You are viewing a plain text version of this content. The canonical link for it is here.
Posted to issues@carbondata.apache.org by xuchuanyin <gi...@git.apache.org> on 2018/04/13 09:20:40 UTC

[GitHub] carbondata pull request #2169: [CARBONDATA-2344][DataMap] Fix bugs in mappin...

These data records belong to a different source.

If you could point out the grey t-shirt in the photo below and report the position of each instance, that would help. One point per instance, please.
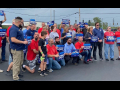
(53, 35)
(73, 34)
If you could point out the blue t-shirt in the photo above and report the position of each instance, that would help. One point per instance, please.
(18, 34)
(30, 33)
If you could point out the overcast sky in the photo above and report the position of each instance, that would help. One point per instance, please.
(62, 13)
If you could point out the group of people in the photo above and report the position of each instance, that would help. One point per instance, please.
(43, 46)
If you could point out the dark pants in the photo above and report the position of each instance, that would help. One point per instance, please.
(3, 53)
(99, 45)
(68, 58)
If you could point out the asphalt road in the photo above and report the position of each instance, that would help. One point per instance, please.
(96, 71)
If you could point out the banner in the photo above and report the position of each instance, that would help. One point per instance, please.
(118, 40)
(94, 39)
(60, 48)
(75, 53)
(1, 13)
(87, 47)
(65, 21)
(50, 23)
(61, 56)
(110, 38)
(2, 32)
(78, 35)
(69, 35)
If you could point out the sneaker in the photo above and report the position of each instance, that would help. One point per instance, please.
(50, 70)
(1, 70)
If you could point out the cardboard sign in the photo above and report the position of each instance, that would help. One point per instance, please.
(65, 21)
(60, 48)
(2, 32)
(110, 38)
(78, 35)
(61, 56)
(94, 39)
(118, 40)
(50, 23)
(75, 53)
(1, 13)
(87, 47)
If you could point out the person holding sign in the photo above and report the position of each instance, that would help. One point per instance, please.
(64, 38)
(109, 42)
(80, 45)
(117, 35)
(100, 34)
(17, 45)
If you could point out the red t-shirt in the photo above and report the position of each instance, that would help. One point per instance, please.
(0, 42)
(40, 30)
(117, 34)
(108, 34)
(51, 50)
(30, 54)
(79, 45)
(8, 31)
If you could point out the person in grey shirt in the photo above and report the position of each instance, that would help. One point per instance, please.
(73, 33)
(53, 34)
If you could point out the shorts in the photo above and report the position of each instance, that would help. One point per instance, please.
(117, 44)
(32, 64)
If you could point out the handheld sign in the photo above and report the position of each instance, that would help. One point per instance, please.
(65, 21)
(75, 53)
(60, 48)
(61, 56)
(1, 13)
(94, 39)
(78, 35)
(87, 47)
(69, 35)
(2, 32)
(118, 39)
(50, 23)
(110, 38)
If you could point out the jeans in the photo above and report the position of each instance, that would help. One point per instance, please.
(99, 45)
(3, 53)
(53, 64)
(106, 47)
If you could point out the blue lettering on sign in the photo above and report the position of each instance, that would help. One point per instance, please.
(60, 48)
(61, 56)
(65, 21)
(118, 40)
(2, 32)
(78, 35)
(50, 23)
(87, 47)
(1, 13)
(110, 39)
(75, 53)
(94, 39)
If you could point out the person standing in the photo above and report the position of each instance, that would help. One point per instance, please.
(100, 34)
(17, 45)
(110, 44)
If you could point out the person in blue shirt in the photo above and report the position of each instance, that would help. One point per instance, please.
(17, 45)
(68, 48)
(100, 34)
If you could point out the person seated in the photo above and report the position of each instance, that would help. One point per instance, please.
(80, 45)
(68, 51)
(52, 55)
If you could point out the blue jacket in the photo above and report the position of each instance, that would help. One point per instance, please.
(98, 32)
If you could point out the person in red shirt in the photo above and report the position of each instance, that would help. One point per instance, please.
(110, 44)
(40, 29)
(32, 54)
(80, 45)
(117, 34)
(52, 55)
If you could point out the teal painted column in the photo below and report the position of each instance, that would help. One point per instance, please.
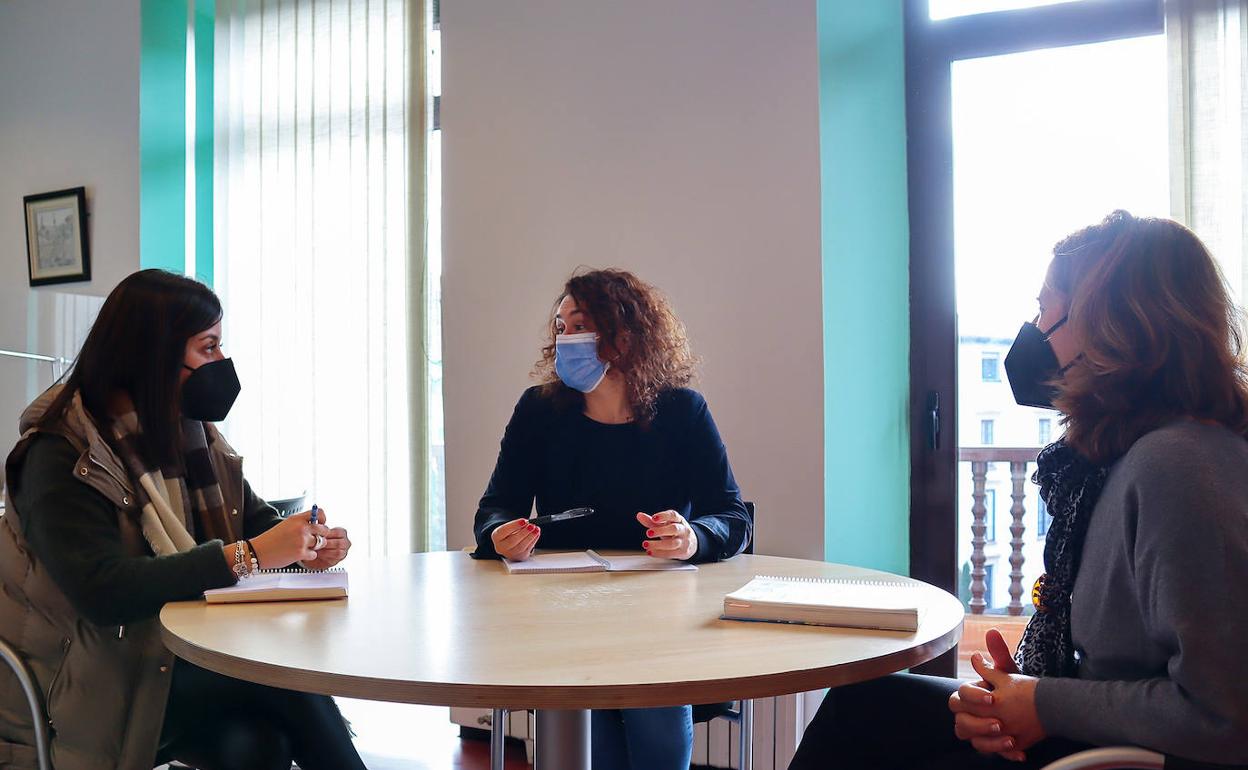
(866, 283)
(205, 33)
(162, 135)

GitHub user xuchuanyin opened a pull request:

    https://github.com/apache/carbondata/pull/2169

    [CARBONDATA-2344][DataMap] Fix bugs in mapping blocklet to UnsafeDMStore rows

    In BlockletDataMap, carbondata stores DMRow in an array for each
    blocklet. But currently carbondata accesses the DMRow only by
    blockletId(0, 1, etc.), which will cause problem since different
    block can have same blockletId.
    
    This PR adds a map to map the blockId#blockletId to array index,
    carbondata can access the DMRow by blockId and blockletId.
    
    Be sure to do all of the following checklist to help us incorporate 
    your contribution quickly and easily:
    
     - [x] Any interfaces changed?
     `NO, only internal interfaces have been changed`
     - [x] Any backward compatibility impacted?
     `NO`
     - [x] Document update required?
    `NO`
     - [x] Testing done
            Please provide details on 
            - Whether new unit test cases have been added or why no new tests are required?
    `NO`
            - How it is tested? Please attach test report.
    `Tested in local`
            - Is it a performance related change? Please attach the performance test report.
    `No`
            - Any additional information to help reviewers in testing this change.
     `NO`      
     - [x] For large changes, please consider breaking it into sub-tasks under an umbrella JIRA. 
    `Not related`


You can merge this pull request into a Git repository by running:

    $ git pull https://github.com/xuchuanyin/carbondata 0413_bug_blocklet_dm_unsafe_row

Alternatively you can review and apply these changes as the patch at:

    https://github.com/apache/carbondata/pull/2169.patch

To close this pull request, make a commit to your master/trunk branch
with (at least) the following in the commit message:

    This closes #2169
    
----
commit dd010297c7f7428dc8f42ec1a292b8cdddcc09aa
Author: xuchuanyin <xu...@...>
Date:   2018-04-13T08:18:23Z

    Fix bugs in mapping blocklet to UnsafeDMStore
    
    In BlockletDataMap, carbondata stores DMRow in an array for each
    blocklet. But currently carbondata accesses the DMRow only by
    blockletId(0, 1, etc.), which will cause problem since different
    block can have same blockletId.
    
    This PR adds a map to map the blockId#blockletId to array index,
    carbondata can access the DMRow by blockId and blockletId.

----


---

[GitHub] carbondata issue #2169: [CARBONDATA-2344][DataMap] Fix bugs in mapping block...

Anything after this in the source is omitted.